So helfen Sie Tieren

Hitzeschock: Schon 28 Grad sind kritisch für Hunde

Niederösterreich
01.08.2026 11:00

Viele Hitzetage machen auch unseren Vierbeinern zu schaffen. Besonders ältere, übergewichtige und kurznasige Tiere leiden. Der Österreichische Tierschutzverein gibt nun Tipps für Tierbesitzer. 

Im kühlen Schatten eine „Eisbombe“ essen – so wird in Tierheimen den Vierbeinern momentan geholfen. Dabei werden Früchte oder andere tiergerechte Leckerlis in einer Wasserschüssel eingefroren. Vor allem die Hunde genießen den erfrischenden Snack, um ein wenig Abkühlung zu bekommen. „Tiere, die nicht an die Hitze gewöhnt sind, können schwer damit umgehen“, betont der Österreichische Tierschutzverein. Umso wichtiger ist es, ihnen an diesen Tagen zu helfen.
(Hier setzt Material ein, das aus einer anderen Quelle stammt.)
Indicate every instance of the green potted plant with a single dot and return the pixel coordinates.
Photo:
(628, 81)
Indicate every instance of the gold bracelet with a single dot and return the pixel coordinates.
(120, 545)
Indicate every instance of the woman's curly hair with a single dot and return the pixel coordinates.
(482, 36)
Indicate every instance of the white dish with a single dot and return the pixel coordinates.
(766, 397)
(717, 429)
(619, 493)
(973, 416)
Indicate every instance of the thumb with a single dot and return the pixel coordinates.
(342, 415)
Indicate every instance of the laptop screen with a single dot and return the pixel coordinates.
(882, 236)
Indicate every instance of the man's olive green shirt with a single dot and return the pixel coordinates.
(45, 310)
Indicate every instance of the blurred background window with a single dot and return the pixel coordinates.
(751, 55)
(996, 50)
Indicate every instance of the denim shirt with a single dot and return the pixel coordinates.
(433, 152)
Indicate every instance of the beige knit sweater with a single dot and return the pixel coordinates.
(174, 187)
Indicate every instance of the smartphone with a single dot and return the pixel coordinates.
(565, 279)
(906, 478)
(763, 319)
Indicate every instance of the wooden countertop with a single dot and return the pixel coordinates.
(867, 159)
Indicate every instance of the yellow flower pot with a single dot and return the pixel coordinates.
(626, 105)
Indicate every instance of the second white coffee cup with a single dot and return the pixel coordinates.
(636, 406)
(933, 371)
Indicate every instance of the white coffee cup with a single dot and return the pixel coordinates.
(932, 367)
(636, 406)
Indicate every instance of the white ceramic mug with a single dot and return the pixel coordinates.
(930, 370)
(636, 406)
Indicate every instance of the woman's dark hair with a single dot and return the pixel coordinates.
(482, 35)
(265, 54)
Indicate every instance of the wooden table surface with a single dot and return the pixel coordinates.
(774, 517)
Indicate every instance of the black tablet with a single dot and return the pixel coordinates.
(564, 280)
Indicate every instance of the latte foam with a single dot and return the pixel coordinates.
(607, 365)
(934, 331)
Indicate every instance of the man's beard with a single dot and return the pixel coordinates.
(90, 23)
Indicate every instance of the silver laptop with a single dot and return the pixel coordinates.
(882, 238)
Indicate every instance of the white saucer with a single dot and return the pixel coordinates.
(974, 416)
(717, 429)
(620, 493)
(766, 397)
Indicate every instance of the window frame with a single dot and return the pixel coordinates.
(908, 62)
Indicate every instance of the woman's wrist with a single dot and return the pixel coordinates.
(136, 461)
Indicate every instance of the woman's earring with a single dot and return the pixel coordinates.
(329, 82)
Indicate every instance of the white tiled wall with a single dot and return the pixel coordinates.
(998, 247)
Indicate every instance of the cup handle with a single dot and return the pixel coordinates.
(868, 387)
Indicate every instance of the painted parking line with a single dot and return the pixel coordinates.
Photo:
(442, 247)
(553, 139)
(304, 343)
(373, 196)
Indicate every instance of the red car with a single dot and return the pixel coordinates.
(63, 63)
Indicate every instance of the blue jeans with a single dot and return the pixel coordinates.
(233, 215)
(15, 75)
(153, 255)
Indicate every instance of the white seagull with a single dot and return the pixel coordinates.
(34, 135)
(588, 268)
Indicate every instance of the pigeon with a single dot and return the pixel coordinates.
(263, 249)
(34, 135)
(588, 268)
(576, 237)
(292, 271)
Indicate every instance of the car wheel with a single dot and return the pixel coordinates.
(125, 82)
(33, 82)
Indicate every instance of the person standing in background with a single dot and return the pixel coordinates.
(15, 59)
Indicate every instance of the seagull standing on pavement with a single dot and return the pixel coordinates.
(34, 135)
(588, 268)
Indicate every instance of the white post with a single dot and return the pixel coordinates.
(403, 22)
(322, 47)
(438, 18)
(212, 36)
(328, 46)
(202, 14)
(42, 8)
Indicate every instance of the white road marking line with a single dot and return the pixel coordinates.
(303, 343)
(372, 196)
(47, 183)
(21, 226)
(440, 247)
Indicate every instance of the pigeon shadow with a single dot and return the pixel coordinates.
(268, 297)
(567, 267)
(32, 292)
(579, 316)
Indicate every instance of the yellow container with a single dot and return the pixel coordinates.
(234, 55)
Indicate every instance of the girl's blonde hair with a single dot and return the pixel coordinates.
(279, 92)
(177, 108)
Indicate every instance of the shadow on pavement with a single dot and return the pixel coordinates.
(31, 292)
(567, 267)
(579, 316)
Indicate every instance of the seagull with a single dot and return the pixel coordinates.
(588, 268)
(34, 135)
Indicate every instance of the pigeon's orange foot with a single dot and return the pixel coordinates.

Da Hunde und Katzen kaum schwitzen, brauchen sie dringend Schatten, frisches Wasser und einen kühlen Liegeplatz. Feuchte Tücher helfen bei der Abkühlung. „Eiskalte Duschen sollten jedoch vermieden werden“, warnt der Verein. „Überhitzte Hunde sollten auch nie ins kalte Wasser springen, da es den Kreislauf überfordert.“

Labrador „Yellow“ genießt die kurze Abkühlung durch den Ventilator. Hunde können sich nur schwer ...
Labrador „Yellow“ genießt die kurze Abkühlung durch den Ventilator. Hunde können sich nur schwer selbst abkühlen.(Bild: Anna Kindlmann)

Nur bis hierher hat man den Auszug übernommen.